Note: what follows is my personal opinion in my individual capacity as the author of RFC 8252. It does not represent a policy or opinion of my employer.
I think it’s worth clarifying here that the issue RFC 8252 seeked to address was primarily the embedded OAuth flow within a native app. The policy was not intended to apply to browser applications that use WebView as implementation detail. Browser applications have a high level of trust already; users trust the browser with their session tokens for every site they use. By “browser application”, I’m including apps that don’t market themselves as a browser, but nevertheless contain what is essentially a browser experience when you navigate to a link.
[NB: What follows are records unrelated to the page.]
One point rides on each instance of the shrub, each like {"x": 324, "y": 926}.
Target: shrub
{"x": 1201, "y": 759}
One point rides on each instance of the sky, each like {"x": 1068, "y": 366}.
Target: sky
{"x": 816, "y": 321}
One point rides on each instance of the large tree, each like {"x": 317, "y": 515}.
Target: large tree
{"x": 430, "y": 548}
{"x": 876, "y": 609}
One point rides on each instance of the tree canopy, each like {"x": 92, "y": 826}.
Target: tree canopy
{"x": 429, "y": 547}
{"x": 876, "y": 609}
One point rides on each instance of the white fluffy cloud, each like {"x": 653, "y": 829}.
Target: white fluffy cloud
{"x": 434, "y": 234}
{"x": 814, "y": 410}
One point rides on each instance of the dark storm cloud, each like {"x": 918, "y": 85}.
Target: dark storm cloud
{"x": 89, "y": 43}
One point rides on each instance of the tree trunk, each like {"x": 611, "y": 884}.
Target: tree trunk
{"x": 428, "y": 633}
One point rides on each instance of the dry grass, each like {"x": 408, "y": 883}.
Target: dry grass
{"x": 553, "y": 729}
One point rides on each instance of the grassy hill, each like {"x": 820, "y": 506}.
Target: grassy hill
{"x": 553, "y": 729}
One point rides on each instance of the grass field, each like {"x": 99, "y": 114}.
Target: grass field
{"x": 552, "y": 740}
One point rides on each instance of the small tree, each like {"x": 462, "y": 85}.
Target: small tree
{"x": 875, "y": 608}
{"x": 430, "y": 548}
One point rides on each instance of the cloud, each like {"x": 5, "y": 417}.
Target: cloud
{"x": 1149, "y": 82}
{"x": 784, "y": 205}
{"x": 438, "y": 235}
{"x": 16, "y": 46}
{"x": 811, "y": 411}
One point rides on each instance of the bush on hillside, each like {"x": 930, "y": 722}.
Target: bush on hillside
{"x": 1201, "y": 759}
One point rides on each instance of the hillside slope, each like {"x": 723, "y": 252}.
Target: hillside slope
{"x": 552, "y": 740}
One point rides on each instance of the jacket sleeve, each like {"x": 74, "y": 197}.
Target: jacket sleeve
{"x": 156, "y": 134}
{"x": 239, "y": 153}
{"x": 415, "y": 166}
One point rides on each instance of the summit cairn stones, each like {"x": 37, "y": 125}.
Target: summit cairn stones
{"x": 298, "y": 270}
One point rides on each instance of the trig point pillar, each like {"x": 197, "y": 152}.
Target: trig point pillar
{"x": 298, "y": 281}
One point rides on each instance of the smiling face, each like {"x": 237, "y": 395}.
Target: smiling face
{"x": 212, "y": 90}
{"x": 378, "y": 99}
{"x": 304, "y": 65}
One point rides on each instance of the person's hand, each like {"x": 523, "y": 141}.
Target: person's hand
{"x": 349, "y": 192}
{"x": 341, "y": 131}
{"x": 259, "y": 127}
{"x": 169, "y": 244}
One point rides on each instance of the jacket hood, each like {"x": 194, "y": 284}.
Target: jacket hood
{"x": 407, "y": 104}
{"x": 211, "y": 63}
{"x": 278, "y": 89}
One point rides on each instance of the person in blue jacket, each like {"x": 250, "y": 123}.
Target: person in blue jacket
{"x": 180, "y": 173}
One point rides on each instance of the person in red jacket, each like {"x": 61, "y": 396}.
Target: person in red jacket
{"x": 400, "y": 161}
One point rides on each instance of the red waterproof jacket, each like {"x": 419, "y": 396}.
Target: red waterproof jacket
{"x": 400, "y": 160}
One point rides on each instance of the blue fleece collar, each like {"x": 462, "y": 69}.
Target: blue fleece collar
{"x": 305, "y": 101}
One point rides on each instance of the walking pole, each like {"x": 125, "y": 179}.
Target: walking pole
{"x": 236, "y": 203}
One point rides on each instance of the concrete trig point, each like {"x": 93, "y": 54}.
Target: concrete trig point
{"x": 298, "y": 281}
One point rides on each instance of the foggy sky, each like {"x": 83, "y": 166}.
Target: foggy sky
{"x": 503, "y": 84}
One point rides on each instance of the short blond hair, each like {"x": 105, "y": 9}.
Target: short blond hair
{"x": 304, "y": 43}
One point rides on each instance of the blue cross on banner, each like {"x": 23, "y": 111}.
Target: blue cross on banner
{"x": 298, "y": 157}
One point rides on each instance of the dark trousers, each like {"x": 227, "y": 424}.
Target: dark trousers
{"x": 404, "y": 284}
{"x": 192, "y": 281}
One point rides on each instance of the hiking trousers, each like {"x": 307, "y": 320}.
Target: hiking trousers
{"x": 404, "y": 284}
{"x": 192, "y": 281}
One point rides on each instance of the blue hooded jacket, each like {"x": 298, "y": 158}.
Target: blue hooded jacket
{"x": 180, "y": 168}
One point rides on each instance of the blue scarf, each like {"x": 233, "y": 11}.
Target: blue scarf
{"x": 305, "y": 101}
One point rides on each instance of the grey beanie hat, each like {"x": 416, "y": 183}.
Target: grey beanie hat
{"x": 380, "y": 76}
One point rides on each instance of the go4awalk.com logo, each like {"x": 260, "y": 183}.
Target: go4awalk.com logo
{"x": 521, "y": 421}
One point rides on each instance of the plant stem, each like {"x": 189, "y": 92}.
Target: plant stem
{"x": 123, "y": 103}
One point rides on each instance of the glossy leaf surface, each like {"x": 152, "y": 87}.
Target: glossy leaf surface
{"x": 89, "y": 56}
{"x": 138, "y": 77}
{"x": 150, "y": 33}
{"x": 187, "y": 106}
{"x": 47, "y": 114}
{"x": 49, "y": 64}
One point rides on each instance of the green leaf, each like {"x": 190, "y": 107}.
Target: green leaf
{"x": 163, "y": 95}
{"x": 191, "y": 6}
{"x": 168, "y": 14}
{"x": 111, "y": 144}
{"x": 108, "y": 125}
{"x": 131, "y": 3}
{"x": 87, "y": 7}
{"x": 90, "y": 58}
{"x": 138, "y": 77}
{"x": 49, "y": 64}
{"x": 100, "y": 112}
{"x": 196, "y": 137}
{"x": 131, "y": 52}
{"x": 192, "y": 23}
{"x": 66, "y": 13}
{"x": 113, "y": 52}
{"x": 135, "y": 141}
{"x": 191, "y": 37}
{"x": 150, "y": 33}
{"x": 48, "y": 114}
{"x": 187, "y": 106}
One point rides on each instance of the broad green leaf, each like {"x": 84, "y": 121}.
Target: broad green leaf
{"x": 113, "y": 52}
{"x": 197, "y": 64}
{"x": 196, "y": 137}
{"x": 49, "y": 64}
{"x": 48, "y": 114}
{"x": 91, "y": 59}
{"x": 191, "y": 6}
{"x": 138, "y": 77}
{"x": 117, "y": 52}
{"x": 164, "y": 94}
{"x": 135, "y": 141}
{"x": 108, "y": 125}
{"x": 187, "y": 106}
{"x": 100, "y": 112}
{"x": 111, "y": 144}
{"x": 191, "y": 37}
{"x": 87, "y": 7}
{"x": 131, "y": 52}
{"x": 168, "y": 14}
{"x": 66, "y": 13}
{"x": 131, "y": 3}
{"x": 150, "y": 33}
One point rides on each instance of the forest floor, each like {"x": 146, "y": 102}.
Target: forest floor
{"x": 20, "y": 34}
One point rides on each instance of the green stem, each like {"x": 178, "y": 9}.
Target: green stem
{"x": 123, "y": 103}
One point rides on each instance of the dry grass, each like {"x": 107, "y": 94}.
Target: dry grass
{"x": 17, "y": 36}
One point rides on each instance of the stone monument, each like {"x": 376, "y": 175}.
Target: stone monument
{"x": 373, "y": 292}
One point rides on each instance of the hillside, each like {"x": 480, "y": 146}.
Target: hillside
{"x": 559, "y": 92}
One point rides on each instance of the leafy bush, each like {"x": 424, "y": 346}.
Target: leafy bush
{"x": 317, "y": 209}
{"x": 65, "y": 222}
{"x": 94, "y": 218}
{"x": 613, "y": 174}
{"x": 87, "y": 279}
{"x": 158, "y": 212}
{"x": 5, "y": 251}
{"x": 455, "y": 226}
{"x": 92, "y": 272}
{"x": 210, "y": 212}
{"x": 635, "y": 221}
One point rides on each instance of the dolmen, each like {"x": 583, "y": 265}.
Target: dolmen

What sets an “in-app browser” apart from an “embedded WebView OAuth flow” is that at the end of the OAuth flow, the containing native app is getting an OAuth token (and hopefully discarding the session cookie), whereas with an in-app browser, the user is gaining a signed-in state to the identity provider which is intended to persist in that in-app browser’s cookie jar, like any other browser. For example, if the user opens a link to a news site in an in-app browser, and then tap a “Sign-in with provider” link, it’s the web site, and not the native app that is receiving the OAuth token, so the RFC 8252 best practice does not apply here. This experience is like any other web browser based OAuth flow, that just happens to occur in an app that is hosting the browser.
I personally consider the pattern of every app including their own custom browser a bit of a UX anti-pattern (as a user, I prefer links to open in the main browser where all my logged in sessions are), but personal views aside I think the correct treatment for OAuth providers is to consider the experience within an in-app browser like any other browsers. Browsers require high-trust, so this definitely isn’t a pattern that random apps should implement (and I think identity providers are well within their rights to block low-reputation browser apps), but high-trust social apps used by millions of people likely pass that bar.